SANTA CLARA, Calif. – Al Joseph DeGuzman, who assembled an arsenal of guns and homemade bombs while plotting a killing spree of fellow students at De Anza College, was convicted on 108 counts Friday of possessing and planning to use those weapons.
DeGuzman, 20, whose diary notes indicate he intended to copy the massacre at Columbine High School in Littleton, Colo., carried out by Eric Harris and Dylan Klebold, could face up to 100 years in prison.
San Jose Superior Court Judge Robert Ahern announced his verdict Friday morning.
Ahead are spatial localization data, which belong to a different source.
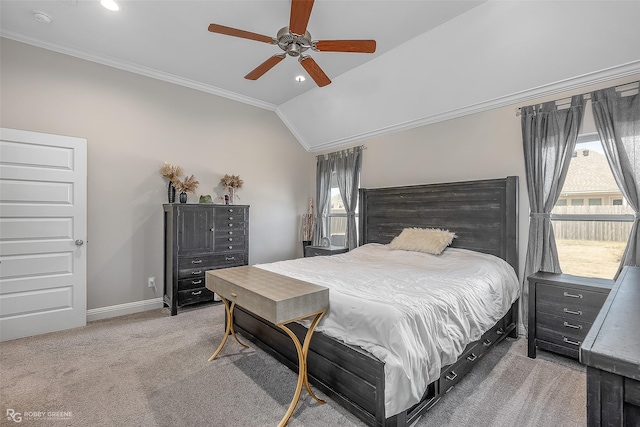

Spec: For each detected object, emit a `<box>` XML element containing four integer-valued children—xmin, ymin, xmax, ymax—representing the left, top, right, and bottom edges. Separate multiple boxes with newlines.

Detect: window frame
<box><xmin>551</xmin><ymin>133</ymin><xmax>635</xmax><ymax>268</ymax></box>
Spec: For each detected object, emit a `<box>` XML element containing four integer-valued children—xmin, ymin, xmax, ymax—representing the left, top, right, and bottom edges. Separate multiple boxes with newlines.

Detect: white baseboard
<box><xmin>86</xmin><ymin>298</ymin><xmax>164</xmax><ymax>322</ymax></box>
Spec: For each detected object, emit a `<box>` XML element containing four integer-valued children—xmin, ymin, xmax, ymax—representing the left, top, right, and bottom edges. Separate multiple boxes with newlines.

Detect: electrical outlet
<box><xmin>148</xmin><ymin>277</ymin><xmax>155</xmax><ymax>288</ymax></box>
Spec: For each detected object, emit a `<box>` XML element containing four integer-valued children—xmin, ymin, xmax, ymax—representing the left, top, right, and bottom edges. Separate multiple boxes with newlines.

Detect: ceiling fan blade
<box><xmin>245</xmin><ymin>54</ymin><xmax>286</xmax><ymax>80</ymax></box>
<box><xmin>289</xmin><ymin>0</ymin><xmax>314</xmax><ymax>36</ymax></box>
<box><xmin>314</xmin><ymin>40</ymin><xmax>377</xmax><ymax>53</ymax></box>
<box><xmin>208</xmin><ymin>24</ymin><xmax>274</xmax><ymax>44</ymax></box>
<box><xmin>299</xmin><ymin>56</ymin><xmax>331</xmax><ymax>87</ymax></box>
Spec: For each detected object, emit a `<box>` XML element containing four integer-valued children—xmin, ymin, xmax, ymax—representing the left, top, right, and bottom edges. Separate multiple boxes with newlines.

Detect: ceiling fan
<box><xmin>207</xmin><ymin>0</ymin><xmax>376</xmax><ymax>87</ymax></box>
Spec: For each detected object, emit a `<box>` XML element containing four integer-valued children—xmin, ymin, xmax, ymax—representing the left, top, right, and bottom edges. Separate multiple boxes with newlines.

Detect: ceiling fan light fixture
<box><xmin>295</xmin><ymin>75</ymin><xmax>305</xmax><ymax>82</ymax></box>
<box><xmin>286</xmin><ymin>43</ymin><xmax>301</xmax><ymax>57</ymax></box>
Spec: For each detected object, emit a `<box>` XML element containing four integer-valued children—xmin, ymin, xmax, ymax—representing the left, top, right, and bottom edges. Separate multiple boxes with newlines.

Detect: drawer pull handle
<box><xmin>228</xmin><ymin>223</ymin><xmax>233</xmax><ymax>227</ymax></box>
<box><xmin>192</xmin><ymin>271</ymin><xmax>202</xmax><ymax>275</ymax></box>
<box><xmin>192</xmin><ymin>260</ymin><xmax>202</xmax><ymax>264</ymax></box>
<box><xmin>445</xmin><ymin>371</ymin><xmax>458</xmax><ymax>381</ymax></box>
<box><xmin>192</xmin><ymin>280</ymin><xmax>202</xmax><ymax>285</ymax></box>
<box><xmin>230</xmin><ymin>292</ymin><xmax>238</xmax><ymax>297</ymax></box>
<box><xmin>563</xmin><ymin>337</ymin><xmax>581</xmax><ymax>346</ymax></box>
<box><xmin>210</xmin><ymin>228</ymin><xmax>214</xmax><ymax>232</ymax></box>
<box><xmin>228</xmin><ymin>231</ymin><xmax>233</xmax><ymax>235</ymax></box>
<box><xmin>229</xmin><ymin>209</ymin><xmax>234</xmax><ymax>213</ymax></box>
<box><xmin>483</xmin><ymin>339</ymin><xmax>492</xmax><ymax>347</ymax></box>
<box><xmin>563</xmin><ymin>308</ymin><xmax>582</xmax><ymax>316</ymax></box>
<box><xmin>563</xmin><ymin>292</ymin><xmax>583</xmax><ymax>299</ymax></box>
<box><xmin>228</xmin><ymin>238</ymin><xmax>233</xmax><ymax>241</ymax></box>
<box><xmin>228</xmin><ymin>217</ymin><xmax>233</xmax><ymax>220</ymax></box>
<box><xmin>496</xmin><ymin>328</ymin><xmax>505</xmax><ymax>335</ymax></box>
<box><xmin>563</xmin><ymin>321</ymin><xmax>582</xmax><ymax>330</ymax></box>
<box><xmin>225</xmin><ymin>256</ymin><xmax>235</xmax><ymax>261</ymax></box>
<box><xmin>228</xmin><ymin>246</ymin><xmax>233</xmax><ymax>249</ymax></box>
<box><xmin>467</xmin><ymin>353</ymin><xmax>478</xmax><ymax>362</ymax></box>
<box><xmin>191</xmin><ymin>290</ymin><xmax>202</xmax><ymax>296</ymax></box>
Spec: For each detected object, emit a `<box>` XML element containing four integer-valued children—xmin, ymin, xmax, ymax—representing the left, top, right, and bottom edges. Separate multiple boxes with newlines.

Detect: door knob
<box><xmin>75</xmin><ymin>239</ymin><xmax>84</xmax><ymax>246</ymax></box>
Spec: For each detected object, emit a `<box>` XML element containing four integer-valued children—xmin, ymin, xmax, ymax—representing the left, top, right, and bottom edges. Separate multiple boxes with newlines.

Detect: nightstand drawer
<box><xmin>536</xmin><ymin>283</ymin><xmax>607</xmax><ymax>321</ymax></box>
<box><xmin>536</xmin><ymin>312</ymin><xmax>593</xmax><ymax>343</ymax></box>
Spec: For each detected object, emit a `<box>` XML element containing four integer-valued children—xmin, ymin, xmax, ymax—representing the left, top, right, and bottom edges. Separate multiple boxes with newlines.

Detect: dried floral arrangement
<box><xmin>159</xmin><ymin>163</ymin><xmax>184</xmax><ymax>182</ymax></box>
<box><xmin>220</xmin><ymin>174</ymin><xmax>243</xmax><ymax>190</ymax></box>
<box><xmin>173</xmin><ymin>175</ymin><xmax>199</xmax><ymax>194</ymax></box>
<box><xmin>301</xmin><ymin>197</ymin><xmax>315</xmax><ymax>241</ymax></box>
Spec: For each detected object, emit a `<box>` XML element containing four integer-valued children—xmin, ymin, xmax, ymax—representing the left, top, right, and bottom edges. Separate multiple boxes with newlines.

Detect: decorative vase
<box><xmin>168</xmin><ymin>181</ymin><xmax>176</xmax><ymax>203</ymax></box>
<box><xmin>228</xmin><ymin>187</ymin><xmax>235</xmax><ymax>205</ymax></box>
<box><xmin>179</xmin><ymin>192</ymin><xmax>187</xmax><ymax>203</ymax></box>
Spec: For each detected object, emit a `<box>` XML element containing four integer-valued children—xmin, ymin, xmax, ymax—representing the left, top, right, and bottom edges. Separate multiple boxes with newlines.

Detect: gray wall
<box><xmin>0</xmin><ymin>38</ymin><xmax>315</xmax><ymax>312</ymax></box>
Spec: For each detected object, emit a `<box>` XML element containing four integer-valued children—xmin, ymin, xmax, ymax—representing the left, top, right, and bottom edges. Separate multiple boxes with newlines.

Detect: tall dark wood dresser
<box><xmin>163</xmin><ymin>204</ymin><xmax>249</xmax><ymax>315</ymax></box>
<box><xmin>580</xmin><ymin>266</ymin><xmax>640</xmax><ymax>426</ymax></box>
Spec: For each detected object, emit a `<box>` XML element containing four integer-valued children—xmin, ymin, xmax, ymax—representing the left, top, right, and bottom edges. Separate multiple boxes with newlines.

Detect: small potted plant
<box><xmin>173</xmin><ymin>175</ymin><xmax>199</xmax><ymax>203</ymax></box>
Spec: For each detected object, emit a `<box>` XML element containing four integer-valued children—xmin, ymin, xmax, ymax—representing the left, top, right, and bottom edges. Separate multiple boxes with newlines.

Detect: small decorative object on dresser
<box><xmin>220</xmin><ymin>174</ymin><xmax>243</xmax><ymax>205</ymax></box>
<box><xmin>173</xmin><ymin>175</ymin><xmax>199</xmax><ymax>204</ymax></box>
<box><xmin>163</xmin><ymin>203</ymin><xmax>249</xmax><ymax>315</ymax></box>
<box><xmin>159</xmin><ymin>162</ymin><xmax>184</xmax><ymax>203</ymax></box>
<box><xmin>527</xmin><ymin>272</ymin><xmax>613</xmax><ymax>359</ymax></box>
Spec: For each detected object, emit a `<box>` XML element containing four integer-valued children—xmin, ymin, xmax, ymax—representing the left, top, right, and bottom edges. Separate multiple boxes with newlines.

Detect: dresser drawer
<box><xmin>178</xmin><ymin>287</ymin><xmax>214</xmax><ymax>305</ymax></box>
<box><xmin>536</xmin><ymin>283</ymin><xmax>607</xmax><ymax>321</ymax></box>
<box><xmin>214</xmin><ymin>208</ymin><xmax>245</xmax><ymax>221</ymax></box>
<box><xmin>214</xmin><ymin>224</ymin><xmax>247</xmax><ymax>235</ymax></box>
<box><xmin>215</xmin><ymin>235</ymin><xmax>246</xmax><ymax>247</ymax></box>
<box><xmin>178</xmin><ymin>277</ymin><xmax>206</xmax><ymax>291</ymax></box>
<box><xmin>178</xmin><ymin>253</ymin><xmax>246</xmax><ymax>271</ymax></box>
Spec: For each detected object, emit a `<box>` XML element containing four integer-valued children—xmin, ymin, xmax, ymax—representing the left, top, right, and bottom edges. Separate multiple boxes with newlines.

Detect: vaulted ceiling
<box><xmin>2</xmin><ymin>1</ymin><xmax>639</xmax><ymax>152</ymax></box>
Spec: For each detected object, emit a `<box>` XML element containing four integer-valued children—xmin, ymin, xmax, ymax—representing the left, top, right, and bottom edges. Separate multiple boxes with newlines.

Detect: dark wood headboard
<box><xmin>359</xmin><ymin>176</ymin><xmax>519</xmax><ymax>274</ymax></box>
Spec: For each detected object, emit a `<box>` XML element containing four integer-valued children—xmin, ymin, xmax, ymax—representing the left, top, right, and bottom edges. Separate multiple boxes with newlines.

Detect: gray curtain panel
<box><xmin>591</xmin><ymin>86</ymin><xmax>640</xmax><ymax>275</ymax></box>
<box><xmin>333</xmin><ymin>146</ymin><xmax>363</xmax><ymax>251</ymax></box>
<box><xmin>313</xmin><ymin>154</ymin><xmax>333</xmax><ymax>246</ymax></box>
<box><xmin>521</xmin><ymin>95</ymin><xmax>585</xmax><ymax>329</ymax></box>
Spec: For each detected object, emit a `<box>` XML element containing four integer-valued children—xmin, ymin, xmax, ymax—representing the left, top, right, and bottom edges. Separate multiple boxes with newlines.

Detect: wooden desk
<box><xmin>205</xmin><ymin>266</ymin><xmax>329</xmax><ymax>427</ymax></box>
<box><xmin>580</xmin><ymin>266</ymin><xmax>640</xmax><ymax>426</ymax></box>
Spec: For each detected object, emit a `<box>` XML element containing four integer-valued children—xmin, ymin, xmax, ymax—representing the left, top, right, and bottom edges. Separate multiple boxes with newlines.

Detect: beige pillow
<box><xmin>389</xmin><ymin>228</ymin><xmax>457</xmax><ymax>255</ymax></box>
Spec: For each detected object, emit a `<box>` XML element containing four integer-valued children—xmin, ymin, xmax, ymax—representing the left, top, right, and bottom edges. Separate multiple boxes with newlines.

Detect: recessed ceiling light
<box><xmin>101</xmin><ymin>0</ymin><xmax>119</xmax><ymax>11</ymax></box>
<box><xmin>295</xmin><ymin>76</ymin><xmax>305</xmax><ymax>82</ymax></box>
<box><xmin>33</xmin><ymin>11</ymin><xmax>52</xmax><ymax>24</ymax></box>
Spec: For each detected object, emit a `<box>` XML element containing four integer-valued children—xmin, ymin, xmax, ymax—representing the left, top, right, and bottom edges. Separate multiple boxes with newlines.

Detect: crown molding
<box><xmin>1</xmin><ymin>31</ymin><xmax>278</xmax><ymax>112</ymax></box>
<box><xmin>304</xmin><ymin>60</ymin><xmax>640</xmax><ymax>153</ymax></box>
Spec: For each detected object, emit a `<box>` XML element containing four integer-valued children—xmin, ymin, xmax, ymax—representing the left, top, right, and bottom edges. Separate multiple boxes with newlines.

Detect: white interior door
<box><xmin>0</xmin><ymin>128</ymin><xmax>87</xmax><ymax>342</ymax></box>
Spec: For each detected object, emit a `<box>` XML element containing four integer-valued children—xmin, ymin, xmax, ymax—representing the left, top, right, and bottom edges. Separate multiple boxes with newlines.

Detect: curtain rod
<box><xmin>316</xmin><ymin>145</ymin><xmax>367</xmax><ymax>159</ymax></box>
<box><xmin>514</xmin><ymin>80</ymin><xmax>639</xmax><ymax>117</ymax></box>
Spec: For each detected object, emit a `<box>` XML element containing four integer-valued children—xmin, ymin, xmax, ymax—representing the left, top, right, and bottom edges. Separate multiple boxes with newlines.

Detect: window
<box><xmin>327</xmin><ymin>172</ymin><xmax>358</xmax><ymax>247</ymax></box>
<box><xmin>552</xmin><ymin>133</ymin><xmax>634</xmax><ymax>279</ymax></box>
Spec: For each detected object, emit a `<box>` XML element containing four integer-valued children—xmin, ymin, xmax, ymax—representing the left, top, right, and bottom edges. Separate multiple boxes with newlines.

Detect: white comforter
<box><xmin>255</xmin><ymin>243</ymin><xmax>520</xmax><ymax>417</ymax></box>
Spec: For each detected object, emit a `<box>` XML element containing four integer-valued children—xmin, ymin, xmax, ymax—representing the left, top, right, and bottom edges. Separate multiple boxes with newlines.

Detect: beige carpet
<box><xmin>0</xmin><ymin>304</ymin><xmax>586</xmax><ymax>426</ymax></box>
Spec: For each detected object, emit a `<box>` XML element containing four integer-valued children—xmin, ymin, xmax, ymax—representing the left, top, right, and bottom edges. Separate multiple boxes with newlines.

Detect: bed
<box><xmin>233</xmin><ymin>176</ymin><xmax>519</xmax><ymax>427</ymax></box>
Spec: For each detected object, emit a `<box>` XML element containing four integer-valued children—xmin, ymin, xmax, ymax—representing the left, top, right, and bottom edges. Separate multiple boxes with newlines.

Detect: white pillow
<box><xmin>388</xmin><ymin>228</ymin><xmax>457</xmax><ymax>255</ymax></box>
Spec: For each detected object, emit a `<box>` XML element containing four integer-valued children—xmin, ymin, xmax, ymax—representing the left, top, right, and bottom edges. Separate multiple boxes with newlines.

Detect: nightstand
<box><xmin>304</xmin><ymin>245</ymin><xmax>348</xmax><ymax>257</ymax></box>
<box><xmin>528</xmin><ymin>272</ymin><xmax>613</xmax><ymax>359</ymax></box>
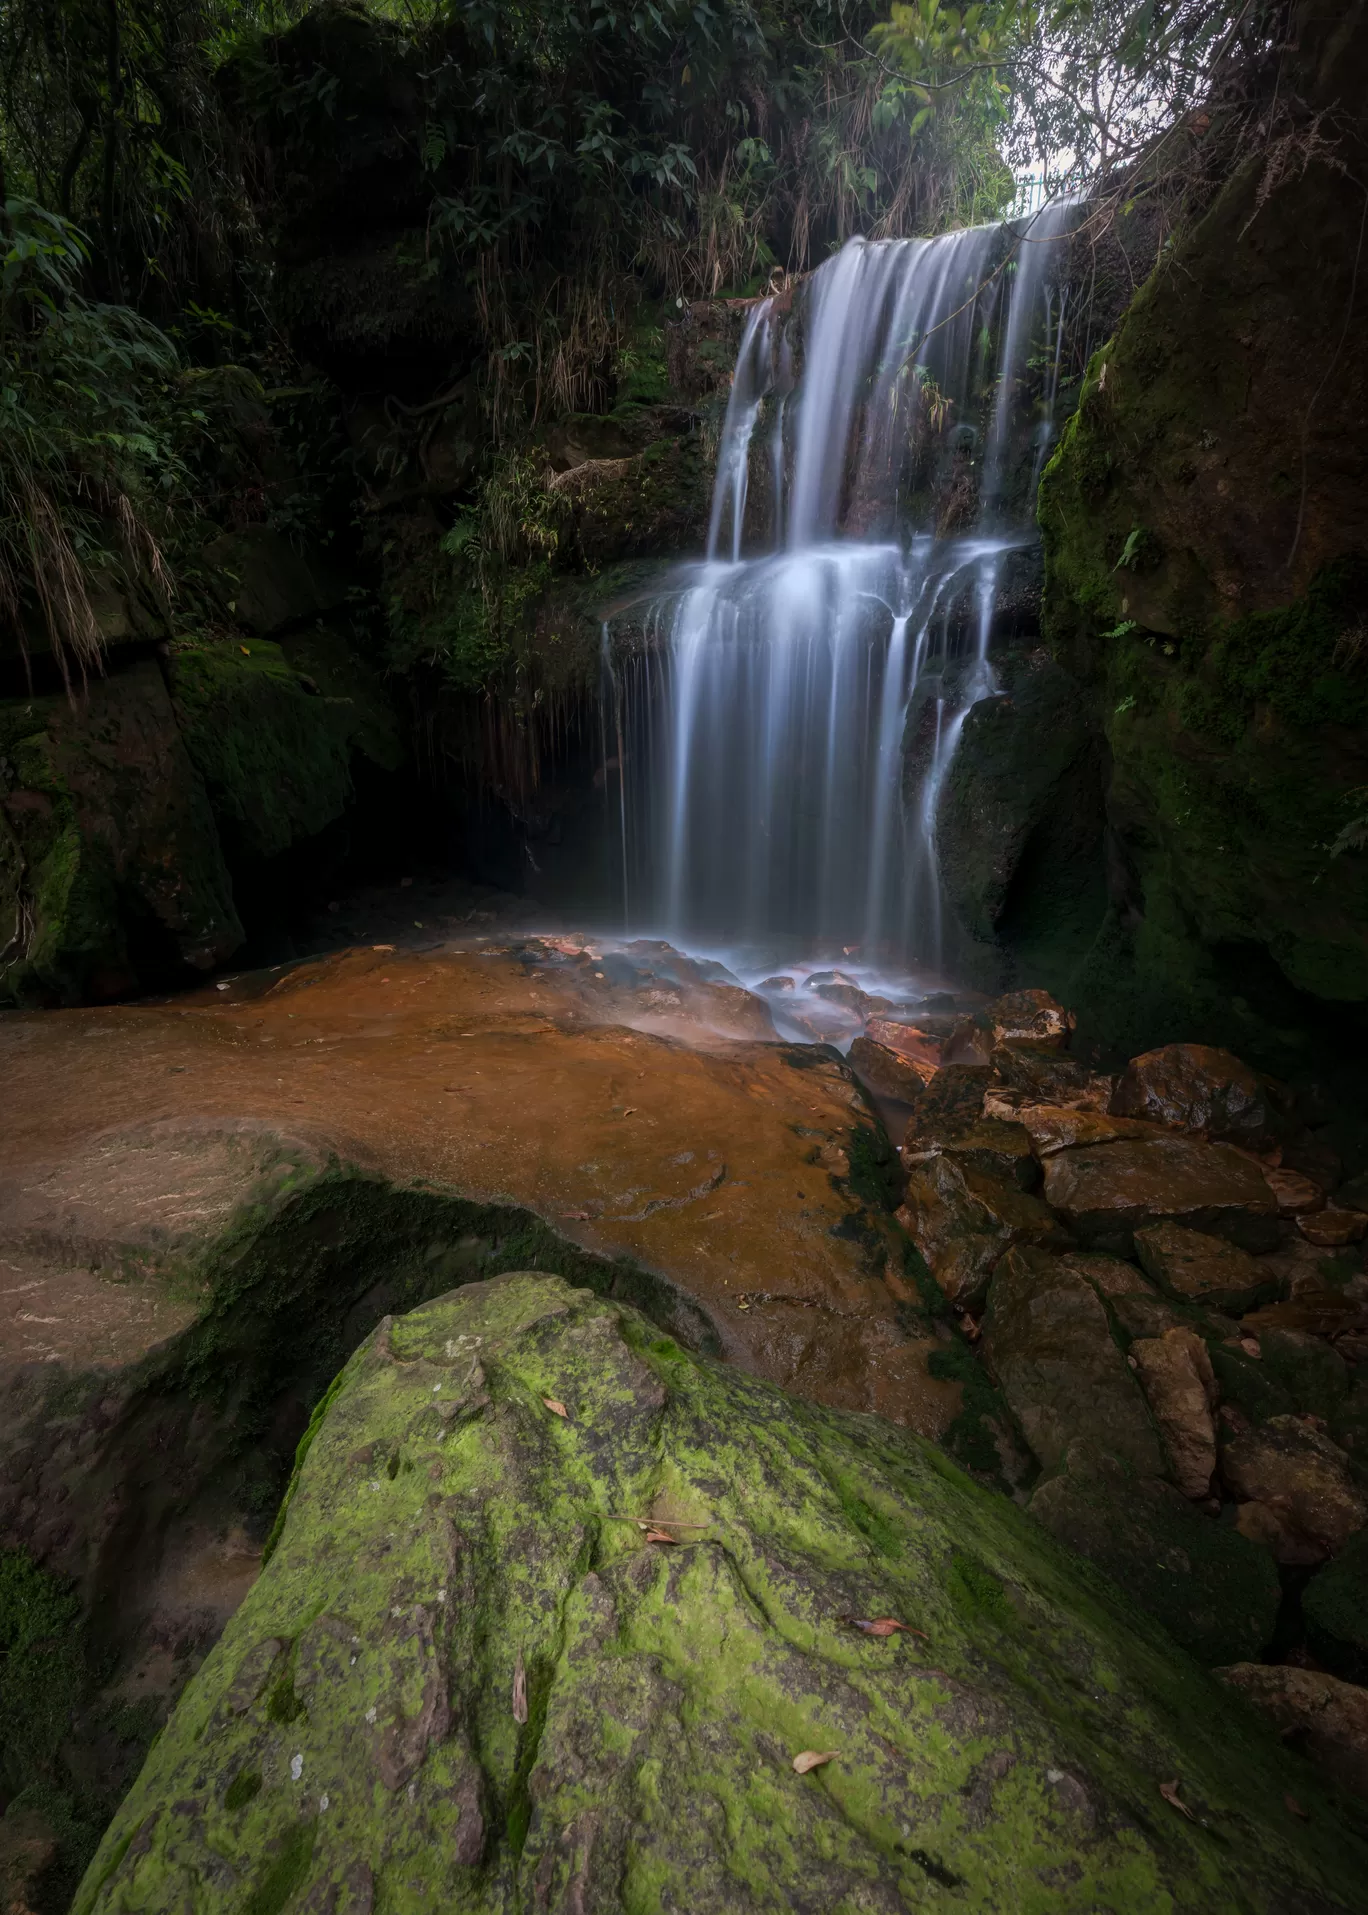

The trial was held without a jury, because DeGuzman's attorneys worried the Sept. 11 terrorist attacks would influence jurors.
Prosecutors said during the trial that DeGuzman was hours away from attacking students at the Cupertino college in January 2001 when a photo lab clerk alerted police after developing snapshots of DeGuzman's arsenal of homemade weapons.
"I think it was the correct decision by the court, but it's not a great surprise," prosecutor Thomas Farris said. "We'll never know what was averted, but we know the potential was very high he was going to hurt someone."
DeGuzman was convicted of 54 counts of possessing a destructive device and 54 counts of possessing a destructive device with intent to harm. Eight other counts were dismissed.
Ahern dissmissed six counts of possessing a destructive device because the counts involved Molotov cocktails that did not have wicks, meaning they did not qualify as destructive devices. One count of possessing a sawed-off shotgun and one count of possessing a sawed-off rifle were dismissed because of clerical errors.
Sentencing was set for June 25.
DeGuzman showed little emotion, looking back briefly at family members and friends as the verdicts were read. Defense attorney Craig Wormley said DeGuzman was disappointed, and immediately asked how long he'd have to spend in prison.
"Our intention all along was (to show) that he never intended to kill anyone. We still believe that," Wormley said. "He's extremely remorseful that he's putting his family through this."